More than 340,000 duplicate image files are sitting inside the digital storage systems managed by Brussels-Capital Region's public institutions, according to internal audits circulated among archivists and IT managers this spring. The problem is not new. But the scale, now being quantified for the first time across multiple agencies, is proving far larger than administrators had previously acknowledged.
The issue has landed on desks at a particularly awkward moment. The Region is midway through a €4.2 million digitisation push — the BruDigital programme, launched in January 2025 — designed to make municipal records, heritage photographs and planning documents searchable online. Pouring more content into systems already bloated with redundant files is, in the words of one briefing document circulated by the Brussels Informatics Centre (CIRB), the equivalent of restocking a warehouse without first clearing the existing inventory.
What the Numbers Actually Show
The audit figures break down unevenly across institutions. The Brussels Urban Development directorate, which manages planning archives stretching back to the 1960s, accounts for roughly 118,000 of the duplicate files — about 35 percent of the regional total. The Royal Library of Belgium on the Mont des Arts, while not a regional body, shared comparable findings at a February conference hosted by the Flemish Institute for Archiving: its own photographic collections held a duplication rate of approximately 22 percent across scanned materials ingested before 2022.

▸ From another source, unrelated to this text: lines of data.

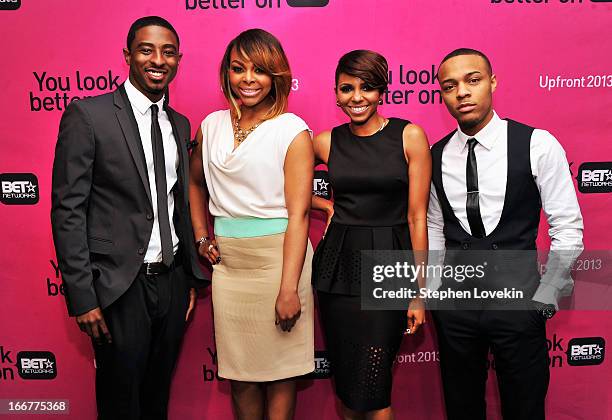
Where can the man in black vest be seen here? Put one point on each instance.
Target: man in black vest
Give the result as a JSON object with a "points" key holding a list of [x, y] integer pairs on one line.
{"points": [[491, 179], [122, 228]]}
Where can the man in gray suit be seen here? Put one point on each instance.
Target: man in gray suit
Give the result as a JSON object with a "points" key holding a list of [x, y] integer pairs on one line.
{"points": [[122, 228]]}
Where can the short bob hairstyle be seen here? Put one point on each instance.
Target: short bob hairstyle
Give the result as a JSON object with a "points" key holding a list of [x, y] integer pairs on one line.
{"points": [[265, 51], [369, 66]]}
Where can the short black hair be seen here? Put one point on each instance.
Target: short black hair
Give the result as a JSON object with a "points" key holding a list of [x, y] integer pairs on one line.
{"points": [[468, 51], [149, 21], [369, 66]]}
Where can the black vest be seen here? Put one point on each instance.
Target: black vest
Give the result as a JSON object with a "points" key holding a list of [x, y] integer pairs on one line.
{"points": [[517, 229]]}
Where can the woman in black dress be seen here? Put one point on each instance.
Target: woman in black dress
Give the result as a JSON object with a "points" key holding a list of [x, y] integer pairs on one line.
{"points": [[380, 173]]}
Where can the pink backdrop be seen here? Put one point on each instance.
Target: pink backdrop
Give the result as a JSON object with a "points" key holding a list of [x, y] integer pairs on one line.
{"points": [[527, 42]]}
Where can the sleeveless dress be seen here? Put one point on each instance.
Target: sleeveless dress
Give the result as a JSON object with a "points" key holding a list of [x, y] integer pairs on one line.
{"points": [[369, 180], [246, 191]]}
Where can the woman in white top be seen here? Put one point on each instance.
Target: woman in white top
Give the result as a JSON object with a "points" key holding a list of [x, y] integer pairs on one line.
{"points": [[252, 170]]}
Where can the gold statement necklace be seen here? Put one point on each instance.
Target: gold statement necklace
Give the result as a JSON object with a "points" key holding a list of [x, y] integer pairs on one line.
{"points": [[240, 135], [382, 126]]}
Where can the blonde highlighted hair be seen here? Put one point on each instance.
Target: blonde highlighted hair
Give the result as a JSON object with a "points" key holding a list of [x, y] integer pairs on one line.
{"points": [[265, 52]]}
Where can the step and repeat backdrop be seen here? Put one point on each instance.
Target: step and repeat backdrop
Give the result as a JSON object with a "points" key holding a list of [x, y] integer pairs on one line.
{"points": [[554, 69]]}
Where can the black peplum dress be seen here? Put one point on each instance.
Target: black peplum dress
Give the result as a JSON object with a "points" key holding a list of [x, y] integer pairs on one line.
{"points": [[369, 179]]}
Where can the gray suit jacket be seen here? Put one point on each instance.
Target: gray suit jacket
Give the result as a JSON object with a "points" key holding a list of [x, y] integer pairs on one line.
{"points": [[101, 213]]}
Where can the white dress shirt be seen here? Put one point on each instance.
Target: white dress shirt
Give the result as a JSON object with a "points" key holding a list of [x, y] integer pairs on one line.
{"points": [[141, 105], [552, 176], [248, 180]]}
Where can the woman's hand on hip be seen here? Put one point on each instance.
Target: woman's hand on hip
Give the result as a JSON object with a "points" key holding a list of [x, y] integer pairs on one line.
{"points": [[288, 309], [209, 250]]}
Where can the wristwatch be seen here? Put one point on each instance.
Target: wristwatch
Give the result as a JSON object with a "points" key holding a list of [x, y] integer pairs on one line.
{"points": [[547, 310]]}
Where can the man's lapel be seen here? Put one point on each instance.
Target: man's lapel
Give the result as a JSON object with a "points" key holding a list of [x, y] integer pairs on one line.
{"points": [[128, 124], [183, 169]]}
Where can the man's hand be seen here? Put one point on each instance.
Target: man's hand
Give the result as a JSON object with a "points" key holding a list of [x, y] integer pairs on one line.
{"points": [[416, 315], [92, 323], [192, 298], [288, 309]]}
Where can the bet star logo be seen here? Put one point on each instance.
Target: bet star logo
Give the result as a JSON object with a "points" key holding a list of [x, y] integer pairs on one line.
{"points": [[321, 184]]}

Storage costs matter here. The CIRB estimates that each terabyte of managed cloud storage used by regional institutions costs around €180 per year in licensing and maintenance. Duplicate images, many of them high-resolution TIFF files exceeding 50 megabytes each, collectively consume an estimated 14 terabytes of unnecessary space. That works out to roughly €2,500 per year in pure storage waste — a modest figure on its own, but one compounded by the staff time spent tagging, re-uploading and attempting to retrieve mislabelled files. CIRB's own working paper, dated March 2026, put the labour cost at closer to €90,000 annually across the institutions surveyed.
The duplication problem is partly a legacy of how digitisation was done cheaply and quickly during the 2010s. Scanners at the Mundaneum archive in Mons and at the former Maison des Arts in Schaerbeek both fed into centralised regional servers without deduplication protocols in place. Files were scanned once by one department, then again by another working from physical copies of the same photograph, and neither team knew the other had done it.

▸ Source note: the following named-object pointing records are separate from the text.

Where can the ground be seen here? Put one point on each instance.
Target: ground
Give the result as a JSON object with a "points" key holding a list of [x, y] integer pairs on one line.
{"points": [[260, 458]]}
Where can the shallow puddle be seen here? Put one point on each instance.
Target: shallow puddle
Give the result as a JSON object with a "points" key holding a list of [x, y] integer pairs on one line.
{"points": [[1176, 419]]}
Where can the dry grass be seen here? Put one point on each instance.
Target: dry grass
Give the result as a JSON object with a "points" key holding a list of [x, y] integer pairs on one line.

What Comes Next for Brussels' Archives
The CIRB is piloting an automated deduplication tool on a subset of 60,000 files held by the Brussels Environment agency, using perceptual hashing — a technique that identifies visually identical or near-identical images even when file names differ. Early results from the pilot, which began in April 2026, reduced the test dataset by 19 percent within six weeks. If that rate holds across the full regional inventory, administrators expect to recover more than 60,000 files worth of clean, usable archive space by the end of 2026.

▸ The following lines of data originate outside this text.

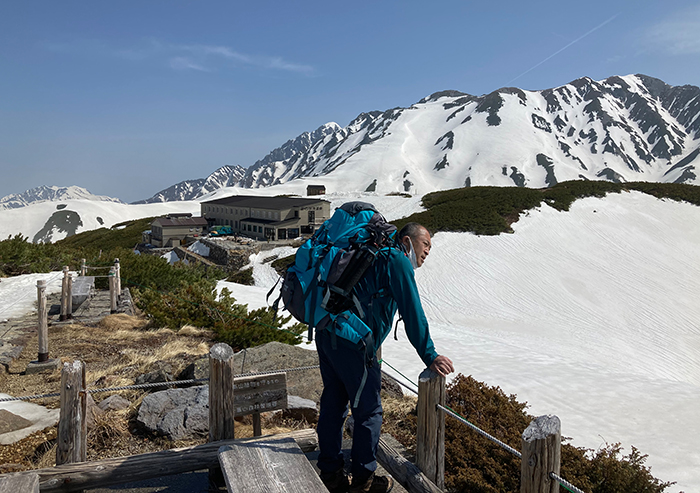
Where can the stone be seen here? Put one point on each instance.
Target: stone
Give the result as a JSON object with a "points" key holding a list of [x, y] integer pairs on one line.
{"points": [[301, 409], [391, 387], [114, 403], [43, 366], [198, 369], [176, 413], [12, 422], [163, 372], [92, 412]]}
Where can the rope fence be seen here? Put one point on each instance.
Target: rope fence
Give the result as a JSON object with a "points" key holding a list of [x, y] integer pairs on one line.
{"points": [[159, 384], [144, 386], [567, 485]]}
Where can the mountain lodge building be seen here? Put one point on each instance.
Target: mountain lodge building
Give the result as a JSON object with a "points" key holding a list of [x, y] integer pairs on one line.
{"points": [[267, 218]]}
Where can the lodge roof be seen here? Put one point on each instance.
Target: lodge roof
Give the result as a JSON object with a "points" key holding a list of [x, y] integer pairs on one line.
{"points": [[263, 202], [180, 222]]}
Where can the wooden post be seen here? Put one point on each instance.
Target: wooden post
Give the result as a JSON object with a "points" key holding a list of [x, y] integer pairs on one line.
{"points": [[541, 449], [257, 425], [118, 268], [72, 424], [118, 470], [66, 295], [43, 322], [112, 291], [24, 483], [69, 302], [221, 404], [430, 450]]}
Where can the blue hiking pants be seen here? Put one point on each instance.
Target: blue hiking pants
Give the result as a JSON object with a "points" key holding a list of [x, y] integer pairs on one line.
{"points": [[342, 371]]}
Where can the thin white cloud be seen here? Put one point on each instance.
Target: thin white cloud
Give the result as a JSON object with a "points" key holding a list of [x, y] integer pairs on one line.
{"points": [[184, 63], [562, 49], [203, 58], [265, 62], [677, 34]]}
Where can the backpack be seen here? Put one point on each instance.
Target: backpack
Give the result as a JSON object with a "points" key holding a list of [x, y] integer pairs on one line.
{"points": [[327, 267]]}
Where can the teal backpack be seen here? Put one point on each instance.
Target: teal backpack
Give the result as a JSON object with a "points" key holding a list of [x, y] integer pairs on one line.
{"points": [[321, 281]]}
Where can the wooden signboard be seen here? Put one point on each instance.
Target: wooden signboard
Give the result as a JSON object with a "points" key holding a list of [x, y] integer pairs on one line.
{"points": [[258, 394]]}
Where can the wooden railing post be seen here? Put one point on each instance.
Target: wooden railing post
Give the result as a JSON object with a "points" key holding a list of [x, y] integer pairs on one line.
{"points": [[72, 424], [112, 290], [118, 269], [541, 451], [43, 327], [66, 295], [69, 302], [221, 406], [430, 450]]}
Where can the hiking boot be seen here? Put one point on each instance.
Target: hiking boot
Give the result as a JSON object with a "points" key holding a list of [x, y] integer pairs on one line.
{"points": [[374, 484], [336, 482]]}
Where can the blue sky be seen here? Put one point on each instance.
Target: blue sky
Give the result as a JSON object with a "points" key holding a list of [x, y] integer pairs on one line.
{"points": [[127, 98]]}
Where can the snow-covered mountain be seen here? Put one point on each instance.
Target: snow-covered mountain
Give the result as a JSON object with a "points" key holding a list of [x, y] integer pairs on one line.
{"points": [[631, 128], [225, 176], [44, 193]]}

The Urban Development directorate is scheduled to begin its own deduplication pass in September, targeting the Ixelles and Saint-Gilles planning files first — two neighbourhoods where heritage building applications have generated the heaviest photographic documentation over the past two decades. Archivists there have been told to flag any file where metadata is missing or contradictory, which in practice means flagging about one in four images currently held.
For Brussels residents and researchers trying to use public archives — whether through the Be.Brussels open data portal or in person at the Archives of the City of Brussels on the Rue des Tanneurs — the practical impact of the cleanup should be a faster, more reliable search experience. The CIRB plans to publish updated access statistics each quarter from January 2027, which will give the public the first transparent look at whether the investment is actually working. Until those numbers appear, the Region is, for the moment, still counting the cost of its own disorder.